Home Opinion and Features Monsters walk among us

Monsters walk among us

183
SHARE

We make no effort to get involved, to do whatever we can to avoid the same atrocity from happening to another

A group of concerned citizens have launched a fundraising campaign to help the seven-year-old girl who was allegedly raped at a Dros restaurant. Picture: Oupa Mokoena/African News Agency (ANA)

It may take a village to raise a child but it also takes one to rape one. You see, in those instances when the sexual assault of a child is reported, resulting in charges, conviction and sentencing, then one … maybe two people are held accountable and brought to book..

Then, in exchange for stealing a child’s innocence and ruining a life, these dregs of society have a few years of freedom politely withheld, in the name of justice.

Like it or not, we endorse this system. We may do so in an inaudible whisper, which we try desperately hard to drown out with the loudest of public outcry, echoed with self-righteous indignation, but when our ears stop ringing from the sound of our own voices, criticisms and complaints, we return to minding our own business and do precious little else.

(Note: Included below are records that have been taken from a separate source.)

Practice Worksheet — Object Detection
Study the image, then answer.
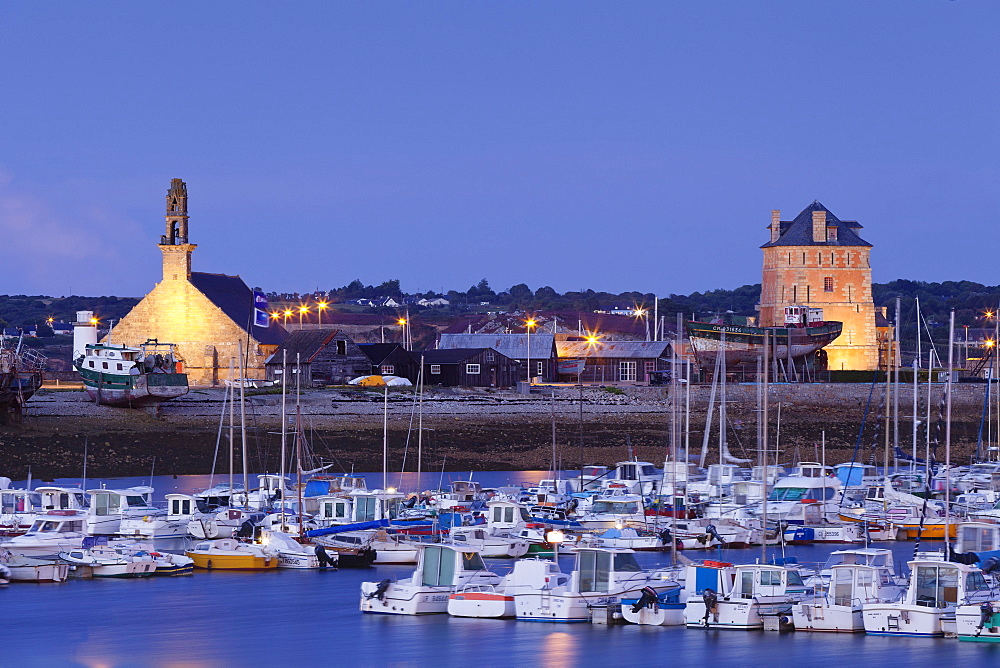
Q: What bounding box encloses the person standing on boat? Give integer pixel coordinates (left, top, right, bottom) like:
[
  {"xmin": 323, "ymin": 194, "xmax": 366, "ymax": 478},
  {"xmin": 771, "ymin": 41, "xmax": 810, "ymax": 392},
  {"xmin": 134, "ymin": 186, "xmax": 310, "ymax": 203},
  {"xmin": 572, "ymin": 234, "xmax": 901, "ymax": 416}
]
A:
[{"xmin": 702, "ymin": 588, "xmax": 719, "ymax": 626}]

We make no effort to get involved, to do whatever we can to avoid the same atrocity from happening to another.

In fact, we do quite the opposite.

Instead, we allow ourselves to be shocked into silent submission, turning a blind-eye and a deaf-ear until the next time.

We brood and simmer and wait until we learn that more innocence was lost and then we speak out … again.

As soon as the opportunity arises, our outcry and outrage return. The shock … the horror … the heartbreak the trauma.

“How does this happen?” we ask ourselves. “How dare he?

“What kind of a sick animal does that to a child? Why? Is there no justice in the world?”

Well, maybe there is and maybe there isn’t. For there to be justice, there first needs to be innocence and when that is being stripped from our communities, one statistic at a time, we raise alarms, even our voices but never our standards.

So, since we actually don’t do much to prevent similar injustices from occurring in our communities, we must be satisfied that justice has prevailed.

Are we?

Call me naive, deluded, idealistic or just plain crazy but I like to think that no sane, rational, decent person rapes a child.

This may sound stupid to some but I believe, in order to wrap your head around doing something that depraved, especially to a defenceless and vulnerable victim, takes a pretty disturbed, broken and sick individual.

Sadly, these monsters walk among us. There may be a special place in hell for them but until they reach that final destination, there is precious little we can do to rid our world of bad, broken people.

We can try to protect our children from them by keeping them out with higher walls and fences, sharper spikes and higher voltage.

We can warn our children of “stranger danger”, and simple explanations of how to distinguish between a good touch and a bad one.

We can make sure that they are well versed in the meaning of the word “no” and emphasise that they may use it. We can even watch them like hawks to keep the undesirable elements away.

Or, we can call for the death penalty. Surely, that would serve as a deterrent or simply scare them into impotence. Surely?

Sadly, it won’t.

We would simply invite these monsters into our homes through the front door. After all, they aren’t strangers.

They’re family or familiars most of the time. They might be weird, even wicked, but you can’t pick them.